Fundamentally, the technology start-up scene allows space for innovation, which has been reflected in their novel approaches to cultural and social innovation. One of the newest hubs for technology in the US is Atlanta. The city evolved into a tech-hub first by pumping money into its tech industry to persuade Amazon to establish an office there. Ever since, Atlanta has attracted a variety of technology businesses, with a marked growth in black owned tech businesses. It is interesting to ask whether these new businesses can rival established businesses. Paul Judge, who is viewed by many as the godfather of the Atlanta technology scene recalls a time where the recognition or respect of Silicon Valley investors was paramount for businesses to take off. Judge now sees a new future where Atlanta will rival Los Angeles, New York and Boston as the next ‘tech city’.

One Atlanta entrepreneur Kathryn Finney, founder of Digitalundivided expresses how she really felt the lack of recognition she received when working on a tech accelerator program in New York as opposed to working in Atlanta. Finney now runs her business and works a great deal with other women of colour to grow tech start-ups and to create a community around them, but in Atlanta and not New York. She also considers the backgrounds of founders and start-ups in Silicon Valley to be another considerable differentiator from those in Atlanta. For Finney, there is a very obvious divide of wealth which has allowed self-starters in places like Silicon Valley to run their start-ups fulltime as they are able to get access to funding more easily. These entrepreneurs also tend to have fewer dependents and are less likely to act as carers. This is a stark contrast to many black women in the industry whose businesses are run alongside a fulltime job due to having other commitments and dependents.

Looking at Atlanta and its growing technology scene is a focused example of the growth of ethnic minority businesses across the USA and other parts of the west.
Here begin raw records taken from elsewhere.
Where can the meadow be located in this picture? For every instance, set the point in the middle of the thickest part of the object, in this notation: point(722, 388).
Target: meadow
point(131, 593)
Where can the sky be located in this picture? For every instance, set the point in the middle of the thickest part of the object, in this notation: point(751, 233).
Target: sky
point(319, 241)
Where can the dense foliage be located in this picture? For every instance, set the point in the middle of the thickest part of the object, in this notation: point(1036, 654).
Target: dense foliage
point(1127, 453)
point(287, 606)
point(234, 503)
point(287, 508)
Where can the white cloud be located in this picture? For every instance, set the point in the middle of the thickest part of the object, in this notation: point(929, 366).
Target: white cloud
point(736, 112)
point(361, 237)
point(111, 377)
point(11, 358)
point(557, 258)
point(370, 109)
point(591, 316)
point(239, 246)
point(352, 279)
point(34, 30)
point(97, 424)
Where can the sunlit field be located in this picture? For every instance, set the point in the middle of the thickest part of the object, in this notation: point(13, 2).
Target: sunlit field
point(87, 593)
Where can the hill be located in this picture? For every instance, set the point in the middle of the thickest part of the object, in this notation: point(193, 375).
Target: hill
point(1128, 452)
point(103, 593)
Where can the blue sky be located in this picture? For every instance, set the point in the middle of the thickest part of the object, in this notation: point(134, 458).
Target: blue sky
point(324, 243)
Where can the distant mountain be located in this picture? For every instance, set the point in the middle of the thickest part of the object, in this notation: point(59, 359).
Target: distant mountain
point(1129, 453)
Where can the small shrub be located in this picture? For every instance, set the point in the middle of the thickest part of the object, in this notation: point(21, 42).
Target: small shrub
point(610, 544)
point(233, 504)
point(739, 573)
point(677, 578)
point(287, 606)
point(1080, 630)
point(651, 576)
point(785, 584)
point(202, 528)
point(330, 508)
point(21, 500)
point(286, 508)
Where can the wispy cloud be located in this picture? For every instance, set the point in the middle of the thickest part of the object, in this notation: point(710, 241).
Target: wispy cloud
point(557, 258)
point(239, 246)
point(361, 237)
It is clear here that there is a great divide in terms of lack of recognition and understanding from those already established tech hubs which are accused of excluding ethnic minorities from working, competing and thriving. As Atlanta grows, the talent pool will also grow, bringing in new and engaged talent who in time will be able to push technological boundaries. As Pao mentioned earlier, this is where those established hubs are failing. The innovation that comes from a wider talent pool is just not there. With a history of predominantly black universities, Atlanta could by default see a more diverse future in technology. Judge also stated that 20 years ago investors would hear that a company was from Atlanta and immediately decide not to invest. These new developments allow those black tech entrepreneurs who tested the waters in Silicon Valley and New York to find a more welcoming home in Atlanta where their businesses can thrive.